What goes onto (or in the case of rivers alongside) the hex costs.
Barren desert = quarter of a point, City= 20 pts, Mountains =5pts.
Rivers = 1pt per hex side. Good roads = 2pts per hex. & so on.
Player a) is Greek Hoplite based, so has several cities, lots of mountainous
terrain (clear hex between = pass) Rivers, & good roads.
Therefore his country is relatively small.
Player b) is Nomadic Arab based, so lots & lots of barren desert, no cities,
roads or rivers, but the occasional oasis. Result is that his country covers
a lot of map hexes.
Once the players hand their maps to the umpire the fun begins.
1) mess around with the countries (I used blue-tac ) until 'happy'
Players don't decide which way up their country is.
2) There will be gaps between the countries, well this isn't a jig-saw puzzle.
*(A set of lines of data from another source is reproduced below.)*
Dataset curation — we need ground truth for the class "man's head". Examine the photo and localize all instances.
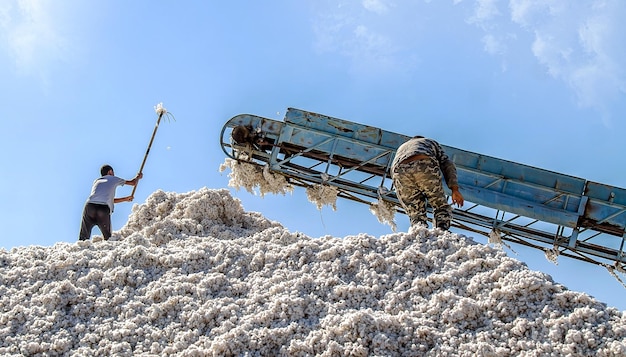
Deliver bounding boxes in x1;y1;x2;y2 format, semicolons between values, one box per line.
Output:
100;165;113;176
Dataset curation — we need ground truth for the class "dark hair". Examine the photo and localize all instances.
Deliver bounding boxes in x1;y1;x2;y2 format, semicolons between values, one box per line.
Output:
100;165;113;176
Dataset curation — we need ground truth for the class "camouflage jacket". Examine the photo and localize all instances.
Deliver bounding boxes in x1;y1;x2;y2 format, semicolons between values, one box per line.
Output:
391;137;459;187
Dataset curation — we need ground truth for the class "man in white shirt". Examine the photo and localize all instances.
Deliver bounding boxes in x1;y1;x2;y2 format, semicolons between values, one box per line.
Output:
78;165;143;240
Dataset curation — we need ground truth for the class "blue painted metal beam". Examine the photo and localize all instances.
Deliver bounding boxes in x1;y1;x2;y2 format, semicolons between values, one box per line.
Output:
220;108;626;264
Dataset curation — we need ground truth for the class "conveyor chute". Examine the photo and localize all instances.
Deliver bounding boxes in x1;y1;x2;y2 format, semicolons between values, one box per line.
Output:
220;108;626;272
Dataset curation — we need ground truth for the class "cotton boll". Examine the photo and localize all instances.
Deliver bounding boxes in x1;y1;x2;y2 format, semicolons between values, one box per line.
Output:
0;188;626;356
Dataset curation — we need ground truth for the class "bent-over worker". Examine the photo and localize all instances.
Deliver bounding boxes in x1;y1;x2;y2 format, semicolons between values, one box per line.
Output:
391;136;463;230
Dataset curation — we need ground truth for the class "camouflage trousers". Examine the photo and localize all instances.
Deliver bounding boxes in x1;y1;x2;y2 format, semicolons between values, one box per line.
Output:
393;160;452;230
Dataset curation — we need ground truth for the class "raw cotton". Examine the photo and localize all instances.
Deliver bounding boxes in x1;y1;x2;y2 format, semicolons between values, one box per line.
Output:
0;188;626;356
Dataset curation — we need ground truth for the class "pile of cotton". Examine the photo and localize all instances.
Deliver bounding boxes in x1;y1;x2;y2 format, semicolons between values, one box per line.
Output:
0;189;626;356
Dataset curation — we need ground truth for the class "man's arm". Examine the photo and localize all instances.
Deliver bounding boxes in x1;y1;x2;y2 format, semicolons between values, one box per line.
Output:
450;185;464;207
113;172;143;203
113;196;135;203
124;172;143;186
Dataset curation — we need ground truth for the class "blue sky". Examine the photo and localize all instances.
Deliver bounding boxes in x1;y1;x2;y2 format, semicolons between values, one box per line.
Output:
0;0;626;310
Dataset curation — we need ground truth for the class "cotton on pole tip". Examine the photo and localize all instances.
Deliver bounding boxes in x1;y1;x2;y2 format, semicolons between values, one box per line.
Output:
154;102;167;116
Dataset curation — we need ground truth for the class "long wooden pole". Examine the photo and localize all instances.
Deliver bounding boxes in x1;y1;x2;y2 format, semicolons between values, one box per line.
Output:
130;110;165;196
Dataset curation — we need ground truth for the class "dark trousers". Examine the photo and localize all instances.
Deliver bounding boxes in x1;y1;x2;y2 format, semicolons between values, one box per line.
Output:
78;203;111;240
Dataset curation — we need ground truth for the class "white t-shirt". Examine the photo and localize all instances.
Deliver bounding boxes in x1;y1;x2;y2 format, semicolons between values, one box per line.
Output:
87;175;126;213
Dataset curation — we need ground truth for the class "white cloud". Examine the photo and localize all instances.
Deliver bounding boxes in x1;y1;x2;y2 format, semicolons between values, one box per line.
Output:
468;0;626;121
468;0;501;26
0;0;68;77
363;0;389;14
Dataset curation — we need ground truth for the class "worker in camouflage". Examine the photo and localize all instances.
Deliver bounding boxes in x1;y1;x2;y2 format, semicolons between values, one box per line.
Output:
391;136;464;230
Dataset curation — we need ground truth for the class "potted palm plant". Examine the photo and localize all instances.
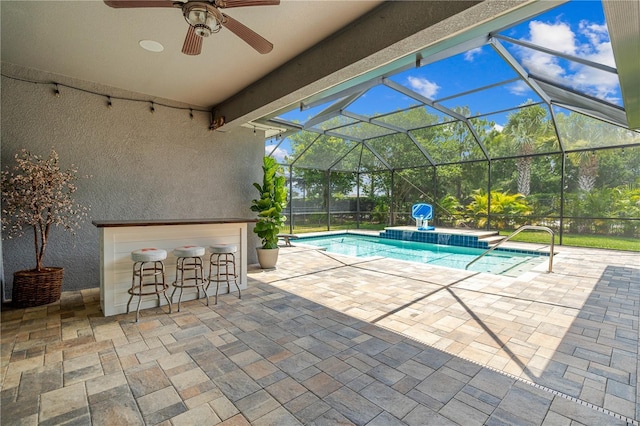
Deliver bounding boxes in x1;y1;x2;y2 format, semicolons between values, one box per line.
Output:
1;149;88;307
251;157;287;269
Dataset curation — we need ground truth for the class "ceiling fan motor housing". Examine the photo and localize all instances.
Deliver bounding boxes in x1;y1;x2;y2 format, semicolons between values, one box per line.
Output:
182;1;222;37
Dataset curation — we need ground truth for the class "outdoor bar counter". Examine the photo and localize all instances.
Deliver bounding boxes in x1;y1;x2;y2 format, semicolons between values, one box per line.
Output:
93;218;256;316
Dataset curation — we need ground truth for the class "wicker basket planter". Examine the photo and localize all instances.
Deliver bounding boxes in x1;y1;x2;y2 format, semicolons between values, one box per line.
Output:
11;268;64;308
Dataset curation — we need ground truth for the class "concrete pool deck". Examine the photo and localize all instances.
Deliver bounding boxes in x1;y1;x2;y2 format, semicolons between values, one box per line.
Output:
2;242;640;425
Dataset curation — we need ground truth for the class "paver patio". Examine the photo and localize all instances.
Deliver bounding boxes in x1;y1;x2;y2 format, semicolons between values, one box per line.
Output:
1;244;640;425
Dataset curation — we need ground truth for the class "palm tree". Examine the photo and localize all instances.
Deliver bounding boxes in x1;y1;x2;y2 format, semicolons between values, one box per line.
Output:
504;105;551;196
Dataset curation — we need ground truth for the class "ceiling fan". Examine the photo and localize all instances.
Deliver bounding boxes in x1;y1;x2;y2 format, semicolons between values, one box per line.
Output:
104;0;280;55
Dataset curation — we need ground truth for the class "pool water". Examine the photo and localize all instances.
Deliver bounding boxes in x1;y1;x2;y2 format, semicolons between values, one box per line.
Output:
298;234;546;276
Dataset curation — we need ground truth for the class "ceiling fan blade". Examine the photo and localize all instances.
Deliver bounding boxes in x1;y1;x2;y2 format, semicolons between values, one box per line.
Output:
182;25;202;56
104;0;175;9
221;13;273;55
215;0;280;9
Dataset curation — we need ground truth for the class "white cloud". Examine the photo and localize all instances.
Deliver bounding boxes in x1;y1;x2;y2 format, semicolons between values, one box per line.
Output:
264;145;288;163
408;77;440;99
529;21;577;55
507;80;531;96
464;47;482;62
520;21;619;103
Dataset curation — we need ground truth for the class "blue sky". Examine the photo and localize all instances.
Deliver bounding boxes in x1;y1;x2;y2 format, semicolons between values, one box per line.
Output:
265;0;621;160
The gaps get filled with:-
Mountain ranges, thick forests, seas, even 'independent' little countries.
If the umpire wants he can stretch a players country for a better fit, but
I never needed to.
3) Either give players an accurate master map, or one based on what they
are likely to know, and play the campaign.
As I said, I failed twice to get this off the ground, but I did have fun with it.